I keep trying to imagine what songs are on their record. I think the first single will be “Cheney’s Fools”: “Che, Che, Che/ Cheney’s fools. . .” I could go on, but I won’t – for now.
I was helped on my semantic sojourn by the linguistic stylings of two blogging buddies: Jeff and Spookyrach. In his comment on my post yesterday, Jeff mentioned his favorite new brand name: Dieselfitters (as in “dese’ll fit her!”). He made me laugh. Spookyrach messed me up something wicked awful with these words:
I bought a new eye shadow called Aubergine Queen. I really like it, but that name has become an ear worm. All week long I’ve been singing a bastardized version of Billy Idol’s Caribbean Queen in my head. Over and over and over…
Now we’re sharing a purple dream
And my eyes they blink as one
’Cause my makeup is done.
I spent much of the day humming Billy Ocean songs as I cooked. I probably gave someone food poisoning. All of the wordplay led me back to my favorite sentence of the summer so far. When we were in Germantown, Tennessee for my nephew’s graduation, my sister-in-law’s parents arrived after having driven for about twelve hours. Mary said (here it is – get ready):
“I’m so tired I feel like I’ve been hit in the back with a dead rabbit.”
Nobody knew how tired that was, or why a person had to get hit in the back with a dead rabbit, or a rabbit of any sort for that matter. When we were in Jackson on the Mission Trip, it was my job to go to the grocery store early every morning to get food for the crews going to the coast. They left at six, so I went to the store at four-thirty.
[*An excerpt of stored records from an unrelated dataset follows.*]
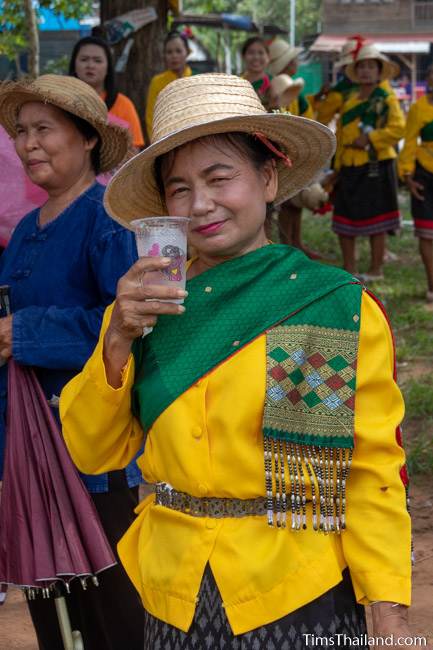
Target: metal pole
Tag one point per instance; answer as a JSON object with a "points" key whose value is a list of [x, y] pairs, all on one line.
{"points": [[292, 23]]}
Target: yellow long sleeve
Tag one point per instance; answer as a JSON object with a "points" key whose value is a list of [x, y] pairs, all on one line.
{"points": [[420, 114]]}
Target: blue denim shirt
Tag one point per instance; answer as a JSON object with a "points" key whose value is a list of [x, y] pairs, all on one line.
{"points": [[61, 277]]}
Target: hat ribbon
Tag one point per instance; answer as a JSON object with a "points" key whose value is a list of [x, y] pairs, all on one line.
{"points": [[261, 136]]}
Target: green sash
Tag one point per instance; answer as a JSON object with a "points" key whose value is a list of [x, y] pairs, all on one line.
{"points": [[427, 132], [310, 313], [370, 111]]}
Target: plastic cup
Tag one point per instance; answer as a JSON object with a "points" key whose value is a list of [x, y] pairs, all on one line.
{"points": [[164, 237]]}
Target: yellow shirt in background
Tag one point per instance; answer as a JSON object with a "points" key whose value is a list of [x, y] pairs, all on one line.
{"points": [[157, 83], [125, 110], [384, 139], [209, 442], [420, 114]]}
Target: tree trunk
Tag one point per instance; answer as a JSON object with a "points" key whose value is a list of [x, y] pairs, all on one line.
{"points": [[33, 38], [146, 56]]}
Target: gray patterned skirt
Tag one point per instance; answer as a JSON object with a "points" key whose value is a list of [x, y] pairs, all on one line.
{"points": [[335, 612]]}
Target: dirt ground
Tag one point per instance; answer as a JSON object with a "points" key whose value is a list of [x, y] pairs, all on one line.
{"points": [[16, 631]]}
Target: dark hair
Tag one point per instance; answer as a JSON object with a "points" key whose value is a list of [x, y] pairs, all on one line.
{"points": [[109, 81], [250, 41], [88, 132], [171, 36], [244, 144]]}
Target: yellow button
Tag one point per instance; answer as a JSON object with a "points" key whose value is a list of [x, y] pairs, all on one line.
{"points": [[197, 432]]}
By Friday, my last morning of Krogering, I had an epiphany: I was so tired I did feel like I had been hit in the back with a dead rabbit. I still have to call Mary and tell her I understood.
Words, when gathered together in certain groups, are as much about rhythm and melody as they are about meaning. I’m convinced that Sheryl Crow ended up writing “Everyday is a Winding Road” because she came up with the opening line – “I used to ride with a vending machine repairman” – and it was too good to let go; she had to write a song around it. Then there are the sentences that you never expected to hear.
Many years ago, Ginger and I were at a youth camp for a group of churches where one of the adult leaders was teaching a class on massage (gives you an idea of how camp went). I happened to be walking through the room when I heard her say, “Now reach down and grab your partner’s elbow skin.” I stopped and said, “I’m sorry to interrupt, but I have to mark this moment. I never in my life expected to hear someone utter those words.” I’ve never forgotten the moment or the sentence.
Sometimes, I just like the sound of the word. As I passed by the TV this morning, someone on one of the morning shows used the word deleterious, which made me want to figure out a way to use it myself. Put the word together with the aforementioned ear worm and you’ve got something to work with: Billy Ocean’s music has a deleterious effect on humanity.
I don’t have a burning point to make other than, perhaps, to say Jason Mraz is right: it is all about the word play.